Une grande figure des échecs français part trop tôt aujourd’hui. Comme il l’écrit sur sa page Facebook sur une légende d’une photo réglant une turbine : « D’Alsthom à la FAC de droit, que de chemin. Excellent fraiseur maîtrisant le micro, l’on avait confié l’usinage du prototype des ailettes du stator de la turbine de la centrale de Fessenheim (date supposée 1972/73). »

Echecs64 présente ses condoléances à sa femme, sa fille, son gendre et leurs enfants à qui il était fier d’avoir appris à jouer. En repassant le film depuis Belfort 1983 où je fis sa connaissance au championnat de France (Jean-Marc Degraeve jouait l’open et avait 12 ans) à aujourd’hui, il n’y a pratiquement pas une seule année où Jean-Paul est resté inactif au niveau national comme international.

La cérémonie à l’église Saint Joseph, cliquer ligne suivante.

 La cérémonie

Plus de deux cent personnes étaient présentes à la cérémonie d’adieu en l’église Saint Joseph de Belfort ce 31 octobre 2013. Sa fille Stéphanie a fait un discours émouvant, positif en présence de son mari, de leurs trois enfants ainsi que de sa mère.

Des représentants du club ont pris la parole pour parler du vide qu’allait représenter son absence et ont raconté quelques anecdotes sur celui qui a remué ciel et terre pour faire exister Belfort sur la carte mondiale des 64 cases.
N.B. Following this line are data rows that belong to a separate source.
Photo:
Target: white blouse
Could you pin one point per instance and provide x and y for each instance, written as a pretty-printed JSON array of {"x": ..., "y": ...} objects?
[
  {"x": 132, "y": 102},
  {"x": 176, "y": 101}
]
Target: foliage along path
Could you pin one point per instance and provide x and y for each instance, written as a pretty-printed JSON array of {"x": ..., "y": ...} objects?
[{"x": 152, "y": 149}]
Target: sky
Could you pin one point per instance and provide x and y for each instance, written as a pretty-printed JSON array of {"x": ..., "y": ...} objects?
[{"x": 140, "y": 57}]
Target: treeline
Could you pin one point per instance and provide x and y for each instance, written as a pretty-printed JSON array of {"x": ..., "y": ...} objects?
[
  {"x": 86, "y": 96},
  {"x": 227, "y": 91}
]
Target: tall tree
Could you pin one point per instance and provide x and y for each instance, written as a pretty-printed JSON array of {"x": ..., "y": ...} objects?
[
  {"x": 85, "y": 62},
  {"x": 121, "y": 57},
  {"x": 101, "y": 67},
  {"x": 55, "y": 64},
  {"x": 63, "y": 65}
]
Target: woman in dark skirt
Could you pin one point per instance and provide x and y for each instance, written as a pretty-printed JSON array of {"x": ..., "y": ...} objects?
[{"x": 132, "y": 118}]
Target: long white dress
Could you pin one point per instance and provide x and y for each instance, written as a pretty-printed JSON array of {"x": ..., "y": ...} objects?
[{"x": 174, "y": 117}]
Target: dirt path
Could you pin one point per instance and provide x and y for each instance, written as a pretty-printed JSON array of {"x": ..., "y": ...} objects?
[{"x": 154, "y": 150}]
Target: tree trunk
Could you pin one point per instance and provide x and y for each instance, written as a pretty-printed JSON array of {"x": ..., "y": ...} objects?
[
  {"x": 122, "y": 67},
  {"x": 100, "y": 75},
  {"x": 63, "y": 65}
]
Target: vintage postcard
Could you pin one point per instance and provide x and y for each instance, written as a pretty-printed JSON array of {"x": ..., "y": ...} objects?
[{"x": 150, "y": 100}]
Un texte très ingénieux à la mémoire de JPT a été lu par une mère, son jeune fils la lançant à partir des les initiales du prénom et du nom du défunt.

De nombreux officiels de la ville ou de la région dont Christian Proust (sauf Jean-Pierre Chevènement) étaient là, très attristés.

Un court message de condoléances a été lu par le président de la ligue de Franche-Comté Olivier Minaud lequel était intervenu sous les caméras de France 3 sur le parvis avant la cérémonie. Puis a été lu un court message de la ligue de Corse signé Léo Battesti. S’en est suivi un long message de l’ex-président de la FFE Jean-Claude Moingt, résumant le parcours et parfois les combats pittoresques de Jean-Paul. Tous deux étaient absents.

Présent à la cérémonie, le représentant des clubs français, le président fédéral Diego Salazar n’est pas intervenu. Du côté des officiels, l’arbitre Georges Bellet, accompagné du salarié fédéral présent dans toutes les manifestations jeunes Erick Mouret avaient fait le déplacement.

Côté joueurs, outre de nombreux Belfortains très bouleversés et notamment parmi les plus jeunes, la femme d’Andrei Sokolov représentait son champion de mari et Richard Goldengberg était également présent. Après la cérémonie, un pot d’adieu au club a réuni beaucoup de joueurs. Les jeunes se sont mis à l’ouvrage. Les pièces ont repris vie. Au club de Belfort, la vie continue plus que jamais.